I am considering the following problem:
$$ \min_u \frac{1}{2}\|Au\|_2^2 + \lambda\|u\|_1, \quad \text{s.t.} \quad Cu = b, \|u\|_{\infty} \leq 1, $$ where $u\in\mathbb{R}^m, \lambda \in \mathbb{R}^+, b\in\mathbb{R}^n$. The main goal is to convert this into a quadratic program. In the case of no equality constraints, I have the following solution. Rewrite the problem as
$$ \min_{u,v} \frac{1}{2}\|Au\|_2^2 + \lambda\|v\|_1, \quad \text{s.t.} \quad u = v $$
The Lagrangian is then $L(u,v,\mu) = \frac{1}{2}\|Au\|_2^2 + \lambda\|v\|_1 + \mu^\intercal(u-v)$, where $\mu\in\mathbb{R}^m$. The lagrange dual function is then
$$ g(\mu) = \inf_{u,v} L(u,v,\mu) $$
First, compute the infimum over $u$, by taking the gradient and setting it to zero, i.e.

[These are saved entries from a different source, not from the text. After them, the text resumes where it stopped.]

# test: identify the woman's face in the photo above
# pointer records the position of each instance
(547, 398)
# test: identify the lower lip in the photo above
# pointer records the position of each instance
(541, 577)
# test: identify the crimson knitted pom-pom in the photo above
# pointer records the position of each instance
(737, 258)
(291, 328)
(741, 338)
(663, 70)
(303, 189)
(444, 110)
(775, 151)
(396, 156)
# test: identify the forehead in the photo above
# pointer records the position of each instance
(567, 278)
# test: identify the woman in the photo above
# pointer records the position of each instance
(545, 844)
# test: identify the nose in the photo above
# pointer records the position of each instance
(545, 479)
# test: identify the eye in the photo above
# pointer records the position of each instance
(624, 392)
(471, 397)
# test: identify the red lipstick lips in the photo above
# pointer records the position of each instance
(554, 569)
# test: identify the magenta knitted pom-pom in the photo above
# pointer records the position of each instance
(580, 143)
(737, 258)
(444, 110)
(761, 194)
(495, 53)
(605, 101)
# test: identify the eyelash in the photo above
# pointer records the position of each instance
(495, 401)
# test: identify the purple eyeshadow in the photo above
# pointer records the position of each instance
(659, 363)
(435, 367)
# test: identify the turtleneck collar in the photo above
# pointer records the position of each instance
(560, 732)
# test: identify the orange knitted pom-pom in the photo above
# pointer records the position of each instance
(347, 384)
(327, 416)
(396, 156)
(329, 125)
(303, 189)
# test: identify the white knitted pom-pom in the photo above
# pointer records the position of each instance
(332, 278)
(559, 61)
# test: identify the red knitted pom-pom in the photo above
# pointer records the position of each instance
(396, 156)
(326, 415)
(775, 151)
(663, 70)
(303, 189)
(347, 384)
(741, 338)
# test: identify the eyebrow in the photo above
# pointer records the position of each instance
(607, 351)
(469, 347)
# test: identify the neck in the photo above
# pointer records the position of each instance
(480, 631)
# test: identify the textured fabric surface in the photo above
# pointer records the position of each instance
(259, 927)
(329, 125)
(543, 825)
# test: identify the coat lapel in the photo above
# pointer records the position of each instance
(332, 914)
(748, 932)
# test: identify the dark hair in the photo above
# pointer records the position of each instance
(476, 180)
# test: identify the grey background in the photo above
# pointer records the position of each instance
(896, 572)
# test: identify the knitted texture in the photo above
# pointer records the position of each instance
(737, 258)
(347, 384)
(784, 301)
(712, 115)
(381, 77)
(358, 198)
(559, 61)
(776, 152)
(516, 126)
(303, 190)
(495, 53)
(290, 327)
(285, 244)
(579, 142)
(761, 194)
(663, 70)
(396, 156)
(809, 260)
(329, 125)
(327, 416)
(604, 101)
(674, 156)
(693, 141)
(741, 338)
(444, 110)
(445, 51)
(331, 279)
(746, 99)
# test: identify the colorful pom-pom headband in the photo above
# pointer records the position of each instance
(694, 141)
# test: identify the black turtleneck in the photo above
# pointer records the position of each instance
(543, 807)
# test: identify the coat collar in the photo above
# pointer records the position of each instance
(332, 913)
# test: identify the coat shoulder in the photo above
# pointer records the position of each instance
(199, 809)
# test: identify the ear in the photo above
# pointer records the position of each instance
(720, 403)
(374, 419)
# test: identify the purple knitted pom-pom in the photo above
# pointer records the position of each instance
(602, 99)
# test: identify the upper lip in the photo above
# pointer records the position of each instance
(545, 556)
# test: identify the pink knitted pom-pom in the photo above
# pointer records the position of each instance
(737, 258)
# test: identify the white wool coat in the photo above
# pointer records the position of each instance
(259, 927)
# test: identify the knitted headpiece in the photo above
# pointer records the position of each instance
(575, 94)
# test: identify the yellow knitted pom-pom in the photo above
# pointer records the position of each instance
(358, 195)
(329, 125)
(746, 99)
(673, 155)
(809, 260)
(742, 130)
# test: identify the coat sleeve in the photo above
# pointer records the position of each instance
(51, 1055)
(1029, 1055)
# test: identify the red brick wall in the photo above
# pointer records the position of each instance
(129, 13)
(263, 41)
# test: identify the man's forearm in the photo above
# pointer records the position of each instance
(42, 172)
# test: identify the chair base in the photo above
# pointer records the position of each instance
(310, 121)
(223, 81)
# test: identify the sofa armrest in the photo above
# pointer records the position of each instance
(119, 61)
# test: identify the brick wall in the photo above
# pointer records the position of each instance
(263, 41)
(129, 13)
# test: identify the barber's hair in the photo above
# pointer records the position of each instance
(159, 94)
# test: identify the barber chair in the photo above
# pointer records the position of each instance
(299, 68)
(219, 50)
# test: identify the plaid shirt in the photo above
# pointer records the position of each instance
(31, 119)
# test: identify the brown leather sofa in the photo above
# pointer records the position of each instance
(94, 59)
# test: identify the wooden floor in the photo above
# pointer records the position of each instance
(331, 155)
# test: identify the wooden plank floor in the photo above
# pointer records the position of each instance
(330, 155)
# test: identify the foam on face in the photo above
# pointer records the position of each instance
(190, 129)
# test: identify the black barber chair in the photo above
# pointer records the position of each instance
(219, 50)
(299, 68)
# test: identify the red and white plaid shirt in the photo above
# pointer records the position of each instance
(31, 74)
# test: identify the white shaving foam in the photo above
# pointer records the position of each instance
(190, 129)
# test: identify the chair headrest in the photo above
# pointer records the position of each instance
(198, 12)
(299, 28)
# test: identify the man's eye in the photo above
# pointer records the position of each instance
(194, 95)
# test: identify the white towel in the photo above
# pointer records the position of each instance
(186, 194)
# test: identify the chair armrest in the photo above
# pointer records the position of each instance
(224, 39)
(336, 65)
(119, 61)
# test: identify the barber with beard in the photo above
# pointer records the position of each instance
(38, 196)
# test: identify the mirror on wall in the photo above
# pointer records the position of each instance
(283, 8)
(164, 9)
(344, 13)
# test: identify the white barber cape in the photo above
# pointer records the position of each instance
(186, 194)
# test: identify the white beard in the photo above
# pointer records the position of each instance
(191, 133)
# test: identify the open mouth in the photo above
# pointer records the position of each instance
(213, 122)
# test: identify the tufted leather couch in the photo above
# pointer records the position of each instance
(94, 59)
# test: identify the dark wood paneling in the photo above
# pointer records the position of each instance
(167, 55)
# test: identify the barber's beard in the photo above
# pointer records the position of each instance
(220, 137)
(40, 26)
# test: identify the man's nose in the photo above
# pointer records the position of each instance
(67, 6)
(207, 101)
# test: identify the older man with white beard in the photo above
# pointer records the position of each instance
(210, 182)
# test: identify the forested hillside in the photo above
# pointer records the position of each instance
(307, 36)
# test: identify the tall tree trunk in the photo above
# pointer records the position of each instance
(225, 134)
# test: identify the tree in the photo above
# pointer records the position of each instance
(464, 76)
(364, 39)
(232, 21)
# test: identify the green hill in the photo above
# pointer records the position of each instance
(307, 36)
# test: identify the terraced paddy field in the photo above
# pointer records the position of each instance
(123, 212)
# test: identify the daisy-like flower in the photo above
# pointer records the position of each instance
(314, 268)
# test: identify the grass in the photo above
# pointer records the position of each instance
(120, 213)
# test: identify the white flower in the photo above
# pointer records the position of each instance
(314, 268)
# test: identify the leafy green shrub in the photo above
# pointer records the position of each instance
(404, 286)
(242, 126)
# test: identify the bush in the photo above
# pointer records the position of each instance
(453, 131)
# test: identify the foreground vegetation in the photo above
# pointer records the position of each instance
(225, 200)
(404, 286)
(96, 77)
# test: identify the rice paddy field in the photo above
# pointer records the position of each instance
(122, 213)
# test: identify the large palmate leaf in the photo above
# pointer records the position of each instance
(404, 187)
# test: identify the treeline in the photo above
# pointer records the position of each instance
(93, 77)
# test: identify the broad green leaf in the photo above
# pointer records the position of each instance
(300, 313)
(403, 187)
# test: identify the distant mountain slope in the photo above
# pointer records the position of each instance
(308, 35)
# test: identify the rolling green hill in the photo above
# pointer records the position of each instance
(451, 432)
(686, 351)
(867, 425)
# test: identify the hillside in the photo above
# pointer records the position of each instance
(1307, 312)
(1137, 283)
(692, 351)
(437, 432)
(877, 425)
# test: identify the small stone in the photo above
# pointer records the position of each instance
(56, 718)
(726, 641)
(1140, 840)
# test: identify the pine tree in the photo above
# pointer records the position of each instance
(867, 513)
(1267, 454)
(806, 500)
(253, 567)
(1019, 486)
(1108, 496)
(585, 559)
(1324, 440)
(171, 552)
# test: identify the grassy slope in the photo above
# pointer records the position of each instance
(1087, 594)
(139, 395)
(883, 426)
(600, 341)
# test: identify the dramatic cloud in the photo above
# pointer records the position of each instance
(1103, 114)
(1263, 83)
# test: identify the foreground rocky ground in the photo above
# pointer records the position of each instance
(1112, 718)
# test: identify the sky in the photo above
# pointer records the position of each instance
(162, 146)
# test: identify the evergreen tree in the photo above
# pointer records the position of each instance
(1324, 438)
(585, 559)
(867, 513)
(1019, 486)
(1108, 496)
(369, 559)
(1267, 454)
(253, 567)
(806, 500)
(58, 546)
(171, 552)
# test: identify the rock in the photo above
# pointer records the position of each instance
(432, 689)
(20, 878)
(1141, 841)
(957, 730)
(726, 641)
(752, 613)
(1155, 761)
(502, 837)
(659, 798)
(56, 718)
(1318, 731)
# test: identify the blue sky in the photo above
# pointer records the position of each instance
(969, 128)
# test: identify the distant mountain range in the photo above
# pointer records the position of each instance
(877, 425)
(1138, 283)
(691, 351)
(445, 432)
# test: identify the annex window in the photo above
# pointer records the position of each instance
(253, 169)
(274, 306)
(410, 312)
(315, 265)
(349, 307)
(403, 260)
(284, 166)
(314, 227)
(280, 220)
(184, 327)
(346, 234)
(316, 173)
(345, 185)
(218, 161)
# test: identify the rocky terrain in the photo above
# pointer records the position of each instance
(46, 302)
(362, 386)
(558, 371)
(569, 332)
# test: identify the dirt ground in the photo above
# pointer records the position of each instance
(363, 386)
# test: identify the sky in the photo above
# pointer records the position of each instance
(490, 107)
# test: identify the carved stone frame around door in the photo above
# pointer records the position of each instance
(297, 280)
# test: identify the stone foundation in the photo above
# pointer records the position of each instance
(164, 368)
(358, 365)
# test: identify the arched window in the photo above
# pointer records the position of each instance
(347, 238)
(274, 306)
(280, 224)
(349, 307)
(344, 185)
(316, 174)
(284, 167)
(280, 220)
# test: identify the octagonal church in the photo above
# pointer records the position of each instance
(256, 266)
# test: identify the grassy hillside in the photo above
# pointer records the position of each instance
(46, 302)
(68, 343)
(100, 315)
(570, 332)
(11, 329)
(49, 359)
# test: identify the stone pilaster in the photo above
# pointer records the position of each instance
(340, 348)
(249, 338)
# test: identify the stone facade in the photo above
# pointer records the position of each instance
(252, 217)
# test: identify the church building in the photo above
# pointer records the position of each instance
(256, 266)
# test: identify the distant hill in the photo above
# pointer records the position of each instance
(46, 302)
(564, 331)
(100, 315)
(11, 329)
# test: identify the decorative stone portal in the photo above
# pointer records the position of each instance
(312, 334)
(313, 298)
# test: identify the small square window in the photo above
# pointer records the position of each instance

$$ \nabla_u L(u,v,\mu) = A^\intercal A u + \mu = 0 \Rightarrow \boxed{u^* = -(A^\intercal A)^{-1}\mu} $$
Next, compute the infimum over $v$, i.e.
$$ \inf_v \lambda\|v\| - \mu^\intercal v = \begin{cases} 0 & \text{if} \quad \|\mu\|_{\infty} \leq \lambda\\ -\infty & \text{otherwise} \end{cases} $$
Therefore, the dual problem becomes
$$ \max_{\|\mu\|_{\infty}\leq\lambda} \frac{1}{2}\|A(A^\intercal A)^{-1}\mu\|_2^2 - \mu^\intercal (A^\intercal A)^{-1}\mu $$
Simplifying this, we get
$$ \max_{\|\mu\|_{\infty}\leq\lambda} -\frac{1}{2}\mu^\intercal(A^\intercal A)^{-\intercal} \mu = \min_{\|\mu\|_{\infty}\leq\lambda} \mu^\intercal B \mu, $$ where $B = \frac{1}{2}(A^\intercal A)^{-\intercal}$. This is clearly a quadratic program. I want to follow a similar procedure to my problem at hand, but I don't see a clear way to do it.
In my current problem, we can write the lagrange dual function as
$$ g(\mu_1,\mu_2) = \inf_{u,v} \frac{1}{2}\|Au\|_2^2 + \lambda\|v\|_1 + \mu_1^\intercal(u-v) + \mu_2^\intercal(Cv-b) \quad \text{s.t.} \quad \|u\|_{\infty} \leq 1 $$
The infimum over $u$ is now
$$ \begin{align} &\inf_u \{\frac{1}{2}u^\intercal A^\intercal A u + \mu_1^\intercal u : \|u\|_{\infty} \leq 1\}\\ &= \inf_u \{u^\intercal \bar{A} u : \|u\|_{\infty} \leq 1 \} - \sup_u \{(-\mu_1^\intercal u) : \|u\|_{\infty} \leq 1\}\\ &= \inf_u \{u^\intercal \bar{A} u : \|u\|_{\infty} \leq 1 \} - \|\mu_1\|_1 \end{align}, $$ where $\bar{A} = \frac{1}{2}A^\intercal A$, and the definition of the dual norm is used to simplify the second term. My problem is that I am stuck with that infimum in the first term, and don't see how to simplify this further. The infimum over $v$ becomes
$$ \inf_v \lambda\|v\|_1 - (\mu_1^\intercal - \mu_2^\intercal C) v = \begin{cases} 0 & \text{if} \quad \|\mu_1^\intercal - \mu_2^\intercal C\|_{\infty} \leq \lambda\\ -\infty & \text{otherwise} \end{cases} $$
Any help would be greatly appreciated!